All these nightly news reports of the oversight failures in the pharmaceutical industry that allowed a so-called compounding pharmacy located just 20 miles down the road from where I live in Massachusetts to wreak havoc with tens of thousands of lives (including those who developed fungal meningitis from contaminated injections and those who are just frantically worrying about getting it) got me thinking about government oversight of the aviation industry. Or–in many cases–the lack thereof.
I have always thought that there are lessons to be learned from other industries, especially if we are sometimes too close to have sufficient perspective about the same issues affecting our own industry. You know that old saying about not being able to see the forest for the trees. Sometimes looking at other industries gives us that much-needed perspective. In fact, with the accident rate so low in aviation, it is appropriate to look at whether other regulated industries offer any lessons, so that we can learn those lessons without a painful burning hole in the ground. Certainly, there were lessons for us all in the lax SEC oversight of Wall Street that fueled the economic meltdown. (I’m still having a hard time understanding how no one went to jail for some of the stuff that went on.) Or the BP disaster that ruined so many people’s–not to mention marine–lives in the Gulf Coast region.
Sure, at different times of our lives many of us would have welcomed a little less government oversight. Certainly when I ran my own FBO at Logan International Airport, I did not welcome the sight of the FAA coming around. If nothing else, the agency’s presence slowed down our business for the day, responding to document requests or just walking inspectors around the premises. Fortunately, I never had to deal with an enforcement case against me or my company.

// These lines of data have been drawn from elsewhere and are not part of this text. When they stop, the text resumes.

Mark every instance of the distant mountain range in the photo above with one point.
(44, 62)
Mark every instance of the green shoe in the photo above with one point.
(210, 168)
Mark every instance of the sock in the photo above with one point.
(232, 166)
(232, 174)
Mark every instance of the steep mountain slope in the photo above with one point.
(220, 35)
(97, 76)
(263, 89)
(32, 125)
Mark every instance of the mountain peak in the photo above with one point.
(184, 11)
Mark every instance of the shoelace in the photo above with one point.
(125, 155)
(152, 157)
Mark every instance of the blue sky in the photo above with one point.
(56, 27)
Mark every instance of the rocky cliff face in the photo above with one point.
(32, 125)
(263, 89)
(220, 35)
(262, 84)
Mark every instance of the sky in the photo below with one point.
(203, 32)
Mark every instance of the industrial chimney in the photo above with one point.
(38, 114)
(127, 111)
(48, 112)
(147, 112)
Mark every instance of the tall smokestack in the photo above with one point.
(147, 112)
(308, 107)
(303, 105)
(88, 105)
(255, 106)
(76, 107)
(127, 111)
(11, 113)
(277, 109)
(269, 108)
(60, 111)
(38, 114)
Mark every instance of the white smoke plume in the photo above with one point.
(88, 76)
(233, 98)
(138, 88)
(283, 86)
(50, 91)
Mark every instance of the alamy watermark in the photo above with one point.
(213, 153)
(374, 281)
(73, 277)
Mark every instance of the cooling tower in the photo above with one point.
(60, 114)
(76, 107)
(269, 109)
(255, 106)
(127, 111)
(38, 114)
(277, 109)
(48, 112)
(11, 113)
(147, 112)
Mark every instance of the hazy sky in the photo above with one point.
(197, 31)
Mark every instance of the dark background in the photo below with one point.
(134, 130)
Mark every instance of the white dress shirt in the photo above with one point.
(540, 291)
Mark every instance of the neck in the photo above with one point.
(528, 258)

But what about a world without government oversight? That is what the compounding pharmacy debacle brings to mind. Somehow these pharmacies fell between the cracks of FDA regulation, and no one in the public at large had any idea. Supposedly the state of Massachusetts was responsible, but clearly it wasn’t up to the challenge. According to press reports, the pharmacy was blatantly in violation of numerous quality control standards, to the point that fungal contamination was evident to the naked eye.
Think that something comparable can’t happen with aviation? I think it can. We already have significant amounts of maintenance performed by companies with absolutely no FAA certificates and no FAA oversight whatsoever. Millions of people fly on scheduled airlines with maintenance performed by these unregulated entities. Does that concern you? It concerns me. In fact, it’s concerned me for a while. And I know I’m not alone. Other well-respected aviation safety advocates have expressed similar concerns.
Outsourced Service Needs Oversight
I’ve written and spoken a lot about my concerns regarding airlines outsourcing their maintenance, particularly to foreign repair stations, many in the developing world. As we all know, as maintenance on passenger airlines has moved farther and farther from the airline’s control, often across oceans and time zones, it has also moved farther and farther from FAA regulatory oversight. It’s troubling to have so much critical work performed with so little FAA review, especially unannounced inspector review.
In the old, pre-outsourcing days, inspectors regularly dropped by the carriers they were responsible for, reviewed paperwork and kicked the proverbial tires. Now, all major airlines contract significant amounts of their maintenance work to repair stations, many of them in parts of the world far distant from FAA offices. When the FAA does pay a visit, the inspections are usually–if not always–well coordinated in advance, removing any element of surprise and hence assurance that the inspection actually says anything meaningful about the repair station’s day-to-day operations. But at least these repair stations are certified, so they pass an initial FAA screening before they can operate as a repair station.
So, as vexing as the problem of lax oversight of foreign repair stations is, of greater concern is the total lack of regulatory oversight of many uncertified contractors used by domestic, as well as foreign, repair stations to perform maintenance functions. This affects both airline and business jet maintenance. As the DOT Inspector General highlighted in a 2005 report, these uncertified contractors are doing more and more sophisticated–and safety-critical–maintenance work. From my conversations with people in the industry, that trend has not abated. In fact, if anything, to compete in a business where the customers (the airlines and other aircraft owners) are extremely price sensitive, the trend is growing.
Of particular concern to the IG in its 2005 report was the lack of quality control and oversight found in uncertified entities compared with certified ones. The FAA is obviously aware of the IG’s criticism but its attempts to address it to date have been lackluster. Even the proposed changes in the repair station NPRM issued several months ago–years in the making–do not go nearly far enough to address the dangerous lack of regulatory oversight.
In a bureaucratic attempt to shift the cost and responsibility for oversight from the government to the private sector, the proposed rule would make repair stations responsible for ensuring that an uncertified entity’s quality control is the same as its own. Really? Does the FAA think that’s what the Inspector General was getting at in his 2005 report? Don’t get me wrong: repair stations should be accountable for overseeing those to whom they contract work, especially if the entities are uncertified, but that doesn’t mean the government should totally wash its hands of its responsibilities for certification and oversight. Just think of the compounding pharmacy in New England. As I write we’re up to 30 dead, 420 infected and more than 14,000 at risk.